A Shawnee couple is producing seeds right here, creating plants better suited to the Midwest

Photography by Laura Morsman.

The revelation was startling when it came to a pair of plant biologists already deep into graduate school studies: The huge majority of seeds sold in the United States are produced overseas in low-cost labor markets like China and India. Often traded through the Netherlands, they’re repackaged under different brand names.

“Even heirloom seeds,” says Nancy Kost. “It’s really kind of shocking.” 

“It’s a bit frightening, too, in terms of national security,” says Matthew Kost, Nancy’s husband. 

The two met at Ohio State University in 2009. Nancy had grown up in Bolivia, where the potato was first domesticated, and the two struck up a conversation about the lowly spud. “That was my pickup line,” Matthew remembers. “She lit up.”

PICTURED, LEFT TO RIGHT: Silveria, Nancy, Matthew and Thomas Kost.
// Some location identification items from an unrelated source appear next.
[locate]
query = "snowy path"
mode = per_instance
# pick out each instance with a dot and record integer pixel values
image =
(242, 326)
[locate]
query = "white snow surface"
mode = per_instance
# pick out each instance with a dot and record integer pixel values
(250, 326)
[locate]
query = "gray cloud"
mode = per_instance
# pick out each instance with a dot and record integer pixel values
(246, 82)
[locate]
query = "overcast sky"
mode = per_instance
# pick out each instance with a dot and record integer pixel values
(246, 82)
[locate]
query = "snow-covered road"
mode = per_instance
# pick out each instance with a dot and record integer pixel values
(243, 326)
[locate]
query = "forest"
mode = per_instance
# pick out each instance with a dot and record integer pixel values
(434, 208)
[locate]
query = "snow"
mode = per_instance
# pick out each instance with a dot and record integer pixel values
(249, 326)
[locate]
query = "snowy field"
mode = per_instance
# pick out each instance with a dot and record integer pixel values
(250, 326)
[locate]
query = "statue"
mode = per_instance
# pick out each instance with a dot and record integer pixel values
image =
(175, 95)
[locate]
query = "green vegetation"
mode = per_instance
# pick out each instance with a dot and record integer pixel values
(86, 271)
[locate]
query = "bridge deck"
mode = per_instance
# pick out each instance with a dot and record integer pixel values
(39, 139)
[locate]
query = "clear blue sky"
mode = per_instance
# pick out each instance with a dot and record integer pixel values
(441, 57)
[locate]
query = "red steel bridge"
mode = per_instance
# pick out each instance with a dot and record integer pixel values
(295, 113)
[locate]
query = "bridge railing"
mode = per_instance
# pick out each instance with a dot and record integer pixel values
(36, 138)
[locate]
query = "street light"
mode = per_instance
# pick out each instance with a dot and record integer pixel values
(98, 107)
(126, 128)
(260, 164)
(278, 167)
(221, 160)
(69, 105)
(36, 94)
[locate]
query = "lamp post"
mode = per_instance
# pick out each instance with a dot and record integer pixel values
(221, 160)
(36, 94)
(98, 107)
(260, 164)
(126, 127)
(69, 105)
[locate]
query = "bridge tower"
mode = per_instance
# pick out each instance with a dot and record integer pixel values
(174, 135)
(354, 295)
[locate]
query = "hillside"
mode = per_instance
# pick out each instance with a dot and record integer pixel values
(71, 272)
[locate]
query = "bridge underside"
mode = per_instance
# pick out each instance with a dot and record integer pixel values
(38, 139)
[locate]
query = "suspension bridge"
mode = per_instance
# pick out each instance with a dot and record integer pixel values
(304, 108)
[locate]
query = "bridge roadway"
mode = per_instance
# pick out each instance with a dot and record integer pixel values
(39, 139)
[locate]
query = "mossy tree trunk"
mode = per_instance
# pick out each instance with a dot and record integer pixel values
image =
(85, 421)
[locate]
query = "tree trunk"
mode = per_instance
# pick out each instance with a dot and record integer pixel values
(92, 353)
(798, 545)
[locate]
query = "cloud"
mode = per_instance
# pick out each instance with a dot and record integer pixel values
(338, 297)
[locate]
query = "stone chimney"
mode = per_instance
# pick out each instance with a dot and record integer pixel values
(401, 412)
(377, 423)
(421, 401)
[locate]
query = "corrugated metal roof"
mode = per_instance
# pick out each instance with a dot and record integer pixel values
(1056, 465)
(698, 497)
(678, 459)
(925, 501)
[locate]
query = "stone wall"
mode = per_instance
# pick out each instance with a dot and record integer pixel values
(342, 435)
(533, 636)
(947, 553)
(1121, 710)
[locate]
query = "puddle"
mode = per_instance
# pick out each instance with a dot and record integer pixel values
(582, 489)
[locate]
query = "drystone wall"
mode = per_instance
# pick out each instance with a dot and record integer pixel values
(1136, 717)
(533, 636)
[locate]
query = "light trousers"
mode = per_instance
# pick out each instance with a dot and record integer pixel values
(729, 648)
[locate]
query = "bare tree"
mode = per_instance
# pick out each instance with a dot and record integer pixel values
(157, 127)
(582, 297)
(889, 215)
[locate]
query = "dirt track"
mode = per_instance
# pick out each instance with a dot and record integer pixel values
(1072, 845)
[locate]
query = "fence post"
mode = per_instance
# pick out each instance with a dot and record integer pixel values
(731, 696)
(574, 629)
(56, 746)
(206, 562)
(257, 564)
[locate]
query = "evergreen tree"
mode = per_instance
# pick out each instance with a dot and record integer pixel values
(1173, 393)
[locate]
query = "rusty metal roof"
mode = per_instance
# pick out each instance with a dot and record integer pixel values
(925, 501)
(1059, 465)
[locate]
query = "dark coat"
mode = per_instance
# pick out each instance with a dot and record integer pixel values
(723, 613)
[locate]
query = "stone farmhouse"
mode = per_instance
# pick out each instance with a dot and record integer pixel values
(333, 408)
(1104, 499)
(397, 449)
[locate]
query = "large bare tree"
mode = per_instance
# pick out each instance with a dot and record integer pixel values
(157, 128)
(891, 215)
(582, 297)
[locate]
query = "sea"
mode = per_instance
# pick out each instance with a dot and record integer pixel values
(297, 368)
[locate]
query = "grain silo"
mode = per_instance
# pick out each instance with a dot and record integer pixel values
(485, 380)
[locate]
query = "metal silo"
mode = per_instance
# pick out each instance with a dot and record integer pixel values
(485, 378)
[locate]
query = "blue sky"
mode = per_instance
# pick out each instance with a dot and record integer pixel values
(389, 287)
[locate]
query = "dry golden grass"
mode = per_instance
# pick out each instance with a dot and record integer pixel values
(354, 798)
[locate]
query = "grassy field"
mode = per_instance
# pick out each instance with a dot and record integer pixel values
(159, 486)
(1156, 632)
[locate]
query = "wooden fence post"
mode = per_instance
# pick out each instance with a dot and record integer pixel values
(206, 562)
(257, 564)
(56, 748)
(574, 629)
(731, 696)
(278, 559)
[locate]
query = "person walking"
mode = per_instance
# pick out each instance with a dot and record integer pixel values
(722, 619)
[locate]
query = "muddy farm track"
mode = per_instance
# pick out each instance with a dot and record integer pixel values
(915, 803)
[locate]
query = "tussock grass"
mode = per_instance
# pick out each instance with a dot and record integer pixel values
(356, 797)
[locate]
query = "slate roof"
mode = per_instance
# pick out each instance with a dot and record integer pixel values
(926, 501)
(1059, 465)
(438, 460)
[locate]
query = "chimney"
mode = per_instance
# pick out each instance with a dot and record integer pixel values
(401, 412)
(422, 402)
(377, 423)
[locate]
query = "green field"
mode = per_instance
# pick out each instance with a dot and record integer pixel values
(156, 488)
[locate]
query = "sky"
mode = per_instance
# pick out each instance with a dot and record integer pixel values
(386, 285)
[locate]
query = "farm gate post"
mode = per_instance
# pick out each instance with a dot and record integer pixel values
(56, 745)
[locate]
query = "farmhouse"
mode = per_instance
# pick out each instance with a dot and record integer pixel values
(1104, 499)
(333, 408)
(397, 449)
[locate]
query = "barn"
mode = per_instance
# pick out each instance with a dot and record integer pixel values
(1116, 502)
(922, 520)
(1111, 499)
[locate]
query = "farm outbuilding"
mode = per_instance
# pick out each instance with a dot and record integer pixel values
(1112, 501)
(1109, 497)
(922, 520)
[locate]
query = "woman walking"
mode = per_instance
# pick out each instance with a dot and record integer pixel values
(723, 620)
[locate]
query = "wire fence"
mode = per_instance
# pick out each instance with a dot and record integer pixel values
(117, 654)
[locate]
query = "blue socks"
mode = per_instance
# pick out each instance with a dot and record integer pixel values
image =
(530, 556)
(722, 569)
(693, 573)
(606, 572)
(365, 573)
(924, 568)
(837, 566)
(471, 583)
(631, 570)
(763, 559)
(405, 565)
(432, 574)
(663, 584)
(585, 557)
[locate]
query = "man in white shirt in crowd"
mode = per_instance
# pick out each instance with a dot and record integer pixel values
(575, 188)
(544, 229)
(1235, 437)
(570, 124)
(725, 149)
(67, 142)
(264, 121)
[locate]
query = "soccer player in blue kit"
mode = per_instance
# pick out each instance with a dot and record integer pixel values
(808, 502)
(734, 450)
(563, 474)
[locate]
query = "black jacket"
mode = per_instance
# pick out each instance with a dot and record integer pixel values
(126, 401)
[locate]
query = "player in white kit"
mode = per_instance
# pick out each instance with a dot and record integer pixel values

Photography by Laura Morsman.

Now married with two children, the Kosts own and operate a company that produces seeds locally so the plants that grow from them are better suited to the Midwest. Their emphasis on hometown horticulture is all about promoting biodiversity and healthy communities.

The Buffalo Seed Company is headquartered at the Kosts’ Shawnee home, but their seed-producing plants are grown on plots scattered throughout the area. None of the plots are irrigated or chemically fertilized—the only additions are compost, chicken manure and local straw for mulch and weed control.

No watering? How does that work in Kansas City’s drought-prone summers, where temperatures can reach 100 degrees or more?

“With some varieties, the climate will knock out 95 percent of plants the first year,” Matthew says. “We save seeds from the 5 percent that survive. The next year, the majority of those plants will live. We let nature do what it’s gonna do, and it’s surprising how quickly the selection process happens.”

“We’re stewarding these seeds,” Nancy says. “Even after just two or three years, you start seeing a better product.”

The Kosts founded their company in 2018, and many of the 375 types of seeds for sale (vegetables, fruit, grains, herbs and flowers) have undergone seven to eight years of adaptation on land the couple owns and on other plots farmed by a network of contract growers. Matthew, who has a Ph.D. in evolutionary agroecology, first sources seeds from locations around the world that most closely match our climate. These include parts of Eastern Europe, northeastern China and Turkey. 

The seeds often come from national seed banks, where they’re available to researchers and businesses, but not the general public. It’s a gap the Kosts aim to bridge between seeds locked in banks and seeds that can be purchased retail by individual farmers and gardeners.

Matthew gets additional seeds from local farmers who have saved them for generations, like a woman in Lawrence who noticed her heirloom tomatoes—Arkansas Traveler and Wood’s Famous Brimmer—set fruit during summer’s hottest days when other tomatoes quit.

Seeds also come from friends and immigrants. As a former director of Cultivate Kansas City, Matthew oversaw the organization’s New Roots program for refugees and became familiar with plants like green eggplant and Burmese winter squash. 

The squash, for example, was encouraged to cross-pollinate with other winter squash into a true Midwestern variety that the Kosts simply call America. Sweeter than pumpkin, Nancy uses it for her Thanksgiving pies.

When a seed variety adapts itself to a local region but still grows with a range of sizes, shapes and/or colors, it’s known as a landrace. Most seed companies don’t sell landraces because customers want to know exactly what they’re going to get. But a diverse output is the key to surviving changing weather conditions and harmful insect attacks. 

Nancy, who studied tomato breeding, grows a highly mixed patch of tomatoes that yield different sizes at different times in colors ranging from red and yellow to purple and orange. They’re all slicers, however, and all good to eat. Too difficult to separate, the seeds are called All Welcome.

The opposite of diversity can happen when plants become too uniform over time. That’s when the Kosts add some of the older, less adapted seeds back to the population. “It’s a sweet spot we try to hit,” Matthew says.

Buffalo Seeds can be ordered online or found at Merriam Feed and Seed and the Overland Park Farmers’ Market from a vendor called Dirt Beast Farm. The Kosts also hope to arrange sales at Made in KC stores this spring—because seeds shaped by Kansas City’s soil and climate are the ultimate in locally made.